L'histoire :
Vera est née le 31 janvier 1985. Elle a un grand frère, un père qui partage son temps entre le travail dans une pharmacie le jour, et en tant que peintre du bâtiment la nuit, et une mère atteinte d'une maladie mentale. Sa mère, Adela, est diagnostiquée en 2000 par un médecin psychiatre : « En 1985, on lui diagnostique une jalousie pathologique et sa personnalité prémorbide révèle une forte tendance paranoïaque. Hypersensible, méfiante, sévère, avec un sentiment exacerbé du ridicule, têtue avec des jugements rigides et peu de sens de l'humour. » Rien que ça. Vera se remémore l'un de ses premiers souvenirs, alors qu'elle avait quatre ans. Son père la dépose avec sa mère devant une maison qui semble inhabitée. Une vieille femme leur ouvre et les fait descendre à la cave, où l'odeur de l'encens envahit ses narines. Dans une ambiance oppressante, la rebouteuse tente d'exorciser les maux de la jeune fille, malade depuis des semaines sans que personne n'arrive à poser de diagnostic. Malheureusement, cette technique miraculeuse ne fonctionne pas sur Vera, son état empire, elle est hospitalisée. On lui diagnostique la tuberculose. C'est à ce moment-là que Vera trouve que sa maman a quelque chose de bizarre. Elle est angoissée en permanence, elle a mal à la tête, elle reste au lit pendant des heures, elle tremble et elle dit qu'un démon a pris possession de son corps. Vera doit grandir dans cette famille, avec cette mère malade qu'elle tente d'aider comme elle le peut...

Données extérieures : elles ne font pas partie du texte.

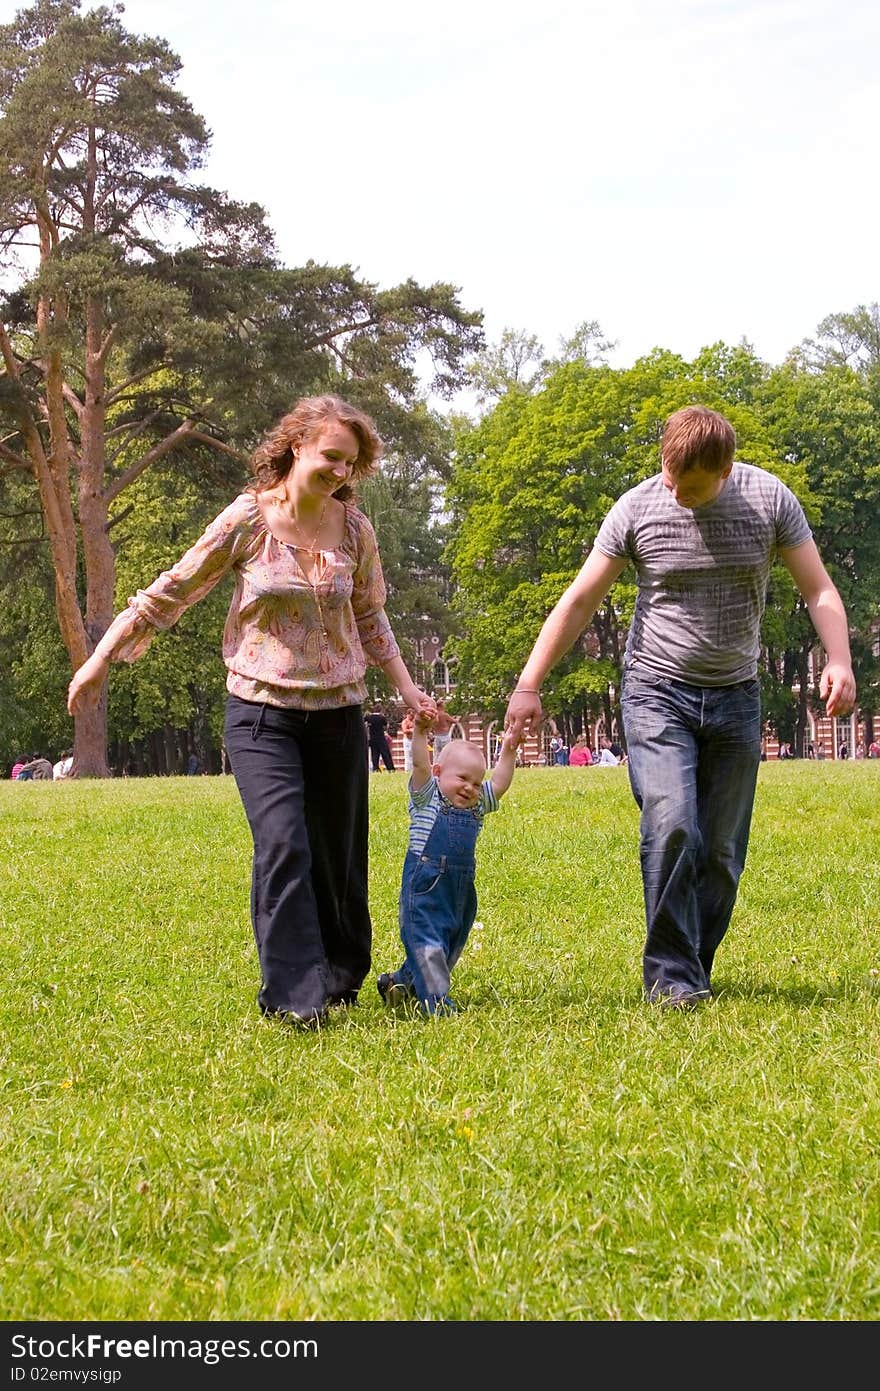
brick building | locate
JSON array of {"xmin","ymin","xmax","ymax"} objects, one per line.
[{"xmin": 383, "ymin": 624, "xmax": 878, "ymax": 767}]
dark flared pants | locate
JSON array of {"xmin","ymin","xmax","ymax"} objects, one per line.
[{"xmin": 224, "ymin": 695, "xmax": 371, "ymax": 1019}]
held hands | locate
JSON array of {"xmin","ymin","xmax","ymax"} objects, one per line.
[
  {"xmin": 820, "ymin": 662, "xmax": 856, "ymax": 718},
  {"xmin": 400, "ymin": 683, "xmax": 436, "ymax": 723},
  {"xmin": 414, "ymin": 708, "xmax": 435, "ymax": 734},
  {"xmin": 67, "ymin": 653, "xmax": 110, "ymax": 716},
  {"xmin": 489, "ymin": 726, "xmax": 521, "ymax": 797},
  {"xmin": 504, "ymin": 688, "xmax": 542, "ymax": 742}
]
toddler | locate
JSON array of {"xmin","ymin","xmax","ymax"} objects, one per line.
[{"xmin": 377, "ymin": 711, "xmax": 519, "ymax": 1016}]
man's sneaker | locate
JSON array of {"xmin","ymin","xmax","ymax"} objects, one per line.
[{"xmin": 377, "ymin": 972, "xmax": 412, "ymax": 1007}]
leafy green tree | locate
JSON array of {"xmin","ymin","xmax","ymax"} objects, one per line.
[
  {"xmin": 0, "ymin": 458, "xmax": 70, "ymax": 765},
  {"xmin": 445, "ymin": 342, "xmax": 843, "ymax": 743},
  {"xmin": 796, "ymin": 302, "xmax": 880, "ymax": 376},
  {"xmin": 550, "ymin": 319, "xmax": 617, "ymax": 371},
  {"xmin": 0, "ymin": 0, "xmax": 482, "ymax": 775},
  {"xmin": 759, "ymin": 360, "xmax": 880, "ymax": 750},
  {"xmin": 446, "ymin": 360, "xmax": 639, "ymax": 727},
  {"xmin": 99, "ymin": 454, "xmax": 234, "ymax": 773},
  {"xmin": 464, "ymin": 326, "xmax": 547, "ymax": 406},
  {"xmin": 464, "ymin": 319, "xmax": 617, "ymax": 413}
]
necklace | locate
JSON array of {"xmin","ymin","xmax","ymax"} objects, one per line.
[
  {"xmin": 272, "ymin": 491, "xmax": 331, "ymax": 666},
  {"xmin": 273, "ymin": 493, "xmax": 328, "ymax": 555}
]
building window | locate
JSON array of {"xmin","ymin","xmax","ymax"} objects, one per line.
[{"xmin": 433, "ymin": 658, "xmax": 452, "ymax": 691}]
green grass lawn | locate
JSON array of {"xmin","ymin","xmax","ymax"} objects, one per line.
[{"xmin": 2, "ymin": 762, "xmax": 879, "ymax": 1321}]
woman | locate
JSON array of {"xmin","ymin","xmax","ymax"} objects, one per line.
[
  {"xmin": 68, "ymin": 395, "xmax": 432, "ymax": 1027},
  {"xmin": 568, "ymin": 735, "xmax": 593, "ymax": 766}
]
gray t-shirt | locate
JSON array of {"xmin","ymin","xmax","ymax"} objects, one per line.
[{"xmin": 594, "ymin": 462, "xmax": 812, "ymax": 685}]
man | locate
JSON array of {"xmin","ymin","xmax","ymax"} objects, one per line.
[
  {"xmin": 53, "ymin": 750, "xmax": 73, "ymax": 780},
  {"xmin": 595, "ymin": 739, "xmax": 620, "ymax": 766},
  {"xmin": 364, "ymin": 707, "xmax": 395, "ymax": 772},
  {"xmin": 505, "ymin": 406, "xmax": 855, "ymax": 1009}
]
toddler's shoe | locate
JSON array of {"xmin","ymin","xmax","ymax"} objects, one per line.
[{"xmin": 377, "ymin": 972, "xmax": 413, "ymax": 1007}]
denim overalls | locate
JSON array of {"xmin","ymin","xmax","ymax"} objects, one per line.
[{"xmin": 394, "ymin": 792, "xmax": 483, "ymax": 1015}]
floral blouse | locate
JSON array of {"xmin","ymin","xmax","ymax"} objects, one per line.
[{"xmin": 94, "ymin": 492, "xmax": 400, "ymax": 710}]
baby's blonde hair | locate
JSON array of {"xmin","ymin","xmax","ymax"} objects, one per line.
[{"xmin": 436, "ymin": 740, "xmax": 486, "ymax": 774}]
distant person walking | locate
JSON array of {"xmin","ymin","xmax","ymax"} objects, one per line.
[
  {"xmin": 364, "ymin": 708, "xmax": 395, "ymax": 772},
  {"xmin": 505, "ymin": 405, "xmax": 855, "ymax": 1009}
]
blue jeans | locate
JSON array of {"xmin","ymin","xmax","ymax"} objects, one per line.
[{"xmin": 621, "ymin": 668, "xmax": 762, "ymax": 1001}]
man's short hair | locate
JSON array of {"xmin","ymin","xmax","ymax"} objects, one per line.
[{"xmin": 661, "ymin": 406, "xmax": 736, "ymax": 479}]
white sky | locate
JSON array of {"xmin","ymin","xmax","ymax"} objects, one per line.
[{"xmin": 74, "ymin": 1, "xmax": 880, "ymax": 378}]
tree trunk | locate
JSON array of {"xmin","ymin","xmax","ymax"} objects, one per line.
[
  {"xmin": 794, "ymin": 646, "xmax": 811, "ymax": 757},
  {"xmin": 71, "ymin": 190, "xmax": 117, "ymax": 775},
  {"xmin": 71, "ymin": 688, "xmax": 111, "ymax": 778}
]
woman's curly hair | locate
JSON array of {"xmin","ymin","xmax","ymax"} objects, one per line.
[{"xmin": 249, "ymin": 395, "xmax": 384, "ymax": 501}]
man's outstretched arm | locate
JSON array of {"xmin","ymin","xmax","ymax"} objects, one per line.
[{"xmin": 505, "ymin": 548, "xmax": 627, "ymax": 740}]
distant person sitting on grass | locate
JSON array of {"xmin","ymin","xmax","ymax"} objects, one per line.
[
  {"xmin": 53, "ymin": 750, "xmax": 73, "ymax": 780},
  {"xmin": 377, "ymin": 710, "xmax": 520, "ymax": 1018},
  {"xmin": 18, "ymin": 753, "xmax": 54, "ymax": 781},
  {"xmin": 569, "ymin": 735, "xmax": 593, "ymax": 766}
]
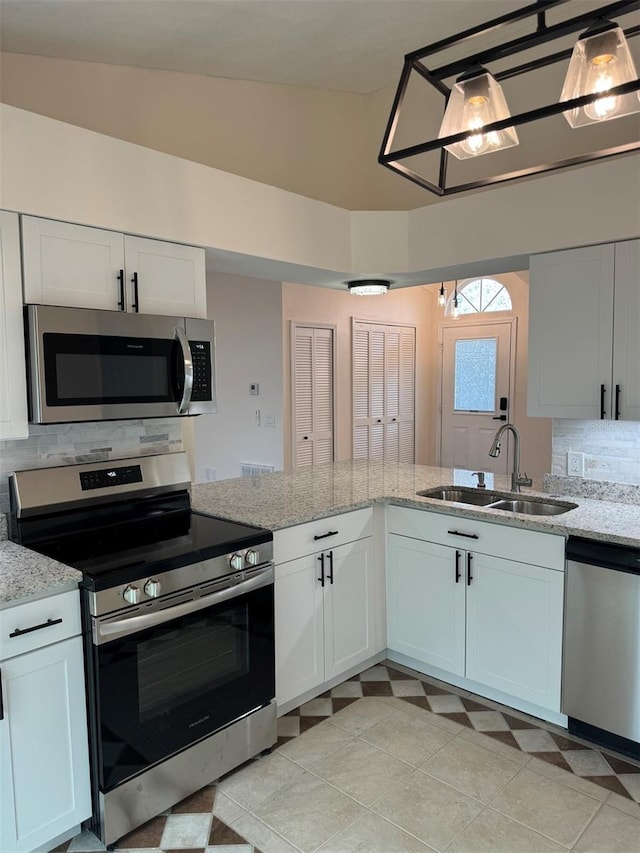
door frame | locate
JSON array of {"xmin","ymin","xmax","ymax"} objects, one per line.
[
  {"xmin": 290, "ymin": 321, "xmax": 338, "ymax": 468},
  {"xmin": 435, "ymin": 316, "xmax": 517, "ymax": 467}
]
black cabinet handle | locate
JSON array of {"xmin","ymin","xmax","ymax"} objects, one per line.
[
  {"xmin": 0, "ymin": 668, "xmax": 4, "ymax": 721},
  {"xmin": 447, "ymin": 530, "xmax": 479, "ymax": 540},
  {"xmin": 9, "ymin": 617, "xmax": 62, "ymax": 638},
  {"xmin": 317, "ymin": 553, "xmax": 325, "ymax": 587},
  {"xmin": 467, "ymin": 552, "xmax": 473, "ymax": 586},
  {"xmin": 131, "ymin": 271, "xmax": 140, "ymax": 313},
  {"xmin": 327, "ymin": 550, "xmax": 334, "ymax": 585},
  {"xmin": 117, "ymin": 269, "xmax": 125, "ymax": 311},
  {"xmin": 455, "ymin": 550, "xmax": 461, "ymax": 583},
  {"xmin": 615, "ymin": 384, "xmax": 621, "ymax": 420},
  {"xmin": 600, "ymin": 383, "xmax": 606, "ymax": 419},
  {"xmin": 314, "ymin": 530, "xmax": 338, "ymax": 541}
]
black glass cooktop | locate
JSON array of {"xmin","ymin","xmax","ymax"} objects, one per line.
[{"xmin": 12, "ymin": 491, "xmax": 272, "ymax": 590}]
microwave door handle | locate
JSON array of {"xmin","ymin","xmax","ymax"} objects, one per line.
[{"xmin": 175, "ymin": 326, "xmax": 194, "ymax": 414}]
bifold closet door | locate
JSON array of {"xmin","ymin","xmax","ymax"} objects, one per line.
[{"xmin": 292, "ymin": 325, "xmax": 334, "ymax": 467}]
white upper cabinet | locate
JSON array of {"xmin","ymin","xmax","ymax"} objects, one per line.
[
  {"xmin": 22, "ymin": 217, "xmax": 207, "ymax": 318},
  {"xmin": 528, "ymin": 240, "xmax": 640, "ymax": 420},
  {"xmin": 0, "ymin": 211, "xmax": 28, "ymax": 440}
]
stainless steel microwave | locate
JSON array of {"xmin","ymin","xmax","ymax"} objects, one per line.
[{"xmin": 25, "ymin": 304, "xmax": 216, "ymax": 424}]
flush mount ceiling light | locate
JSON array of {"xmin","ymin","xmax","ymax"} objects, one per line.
[
  {"xmin": 379, "ymin": 0, "xmax": 640, "ymax": 197},
  {"xmin": 346, "ymin": 279, "xmax": 392, "ymax": 295}
]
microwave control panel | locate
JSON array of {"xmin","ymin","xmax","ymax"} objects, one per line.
[{"xmin": 189, "ymin": 340, "xmax": 212, "ymax": 401}]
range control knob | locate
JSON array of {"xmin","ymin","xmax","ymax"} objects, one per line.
[
  {"xmin": 245, "ymin": 549, "xmax": 260, "ymax": 567},
  {"xmin": 144, "ymin": 578, "xmax": 162, "ymax": 598},
  {"xmin": 229, "ymin": 553, "xmax": 244, "ymax": 571},
  {"xmin": 122, "ymin": 585, "xmax": 141, "ymax": 605}
]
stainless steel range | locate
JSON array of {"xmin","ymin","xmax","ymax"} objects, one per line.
[{"xmin": 9, "ymin": 453, "xmax": 276, "ymax": 846}]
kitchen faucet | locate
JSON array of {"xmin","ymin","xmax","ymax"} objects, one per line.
[{"xmin": 488, "ymin": 423, "xmax": 532, "ymax": 493}]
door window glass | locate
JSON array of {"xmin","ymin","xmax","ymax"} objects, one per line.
[
  {"xmin": 452, "ymin": 278, "xmax": 512, "ymax": 316},
  {"xmin": 454, "ymin": 338, "xmax": 497, "ymax": 411}
]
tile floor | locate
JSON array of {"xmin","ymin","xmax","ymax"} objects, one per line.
[{"xmin": 57, "ymin": 661, "xmax": 640, "ymax": 853}]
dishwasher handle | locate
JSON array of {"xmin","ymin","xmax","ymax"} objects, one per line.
[{"xmin": 566, "ymin": 536, "xmax": 640, "ymax": 576}]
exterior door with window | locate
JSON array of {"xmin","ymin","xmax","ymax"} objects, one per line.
[
  {"xmin": 292, "ymin": 325, "xmax": 334, "ymax": 467},
  {"xmin": 440, "ymin": 322, "xmax": 514, "ymax": 474},
  {"xmin": 352, "ymin": 321, "xmax": 415, "ymax": 463}
]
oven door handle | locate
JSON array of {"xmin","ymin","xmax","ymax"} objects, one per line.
[
  {"xmin": 175, "ymin": 326, "xmax": 194, "ymax": 415},
  {"xmin": 95, "ymin": 566, "xmax": 273, "ymax": 644}
]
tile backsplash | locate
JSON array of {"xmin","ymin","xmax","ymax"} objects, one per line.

Ce qu'on en pense sur la planète BD :
Avec Des maux à dire, l'espagnole Beatriz Lema obtient le prix du public France télévision lors du Festival International de la Bande Dessinée d'Angoulême 2024. Son roman graphique a de quoi interpeller. Déjà, par son apparence : la couverture est réalisée en broderie. Le lecteur en trouvera d'autres lors de la lecture. Ces graphismes atypiques sont complétés par des dessins enfantins, naïfs, réalisés au feutre, parfois en couleur, parfois en noir et blanc. Le personnage central de Vera ne semble pas évoluer. Il ne grandit pas à travers les pages, comme s'il était coincé dans une situation. En effet, la maladie mentale de sa mère l'empêche d'avancer. Si au début, Vera accepte la réalité de sa maman, elle va comprendre au fur et à mesure que quelque chose ne va pas, que sa réalité n'est pas normale. Et elle va essayer de s'en affranchir, tout en accompagnant sa maman du mieux qu'elle le peut, avec tout l'amour qu'elle lui porte. Le récit est dur. On sent toute la détresse de cette enfant qui fait face aux délires imposés par sa mère, qui accuse son mari de tromperie ou son fils d'être un drogué ; ou encore son voisin d'être possédé par le diable. Elle est l'une des seules bouées de sauvetage sur laquelle peut compter sa maman. Des rapports médicaux sont également inclus dans le récit, permettant de poser un regard externe et expert sur la santé mentale d'Adela. Ce roman graphique impactant se distingue par son originalité graphique et par la force de son propos.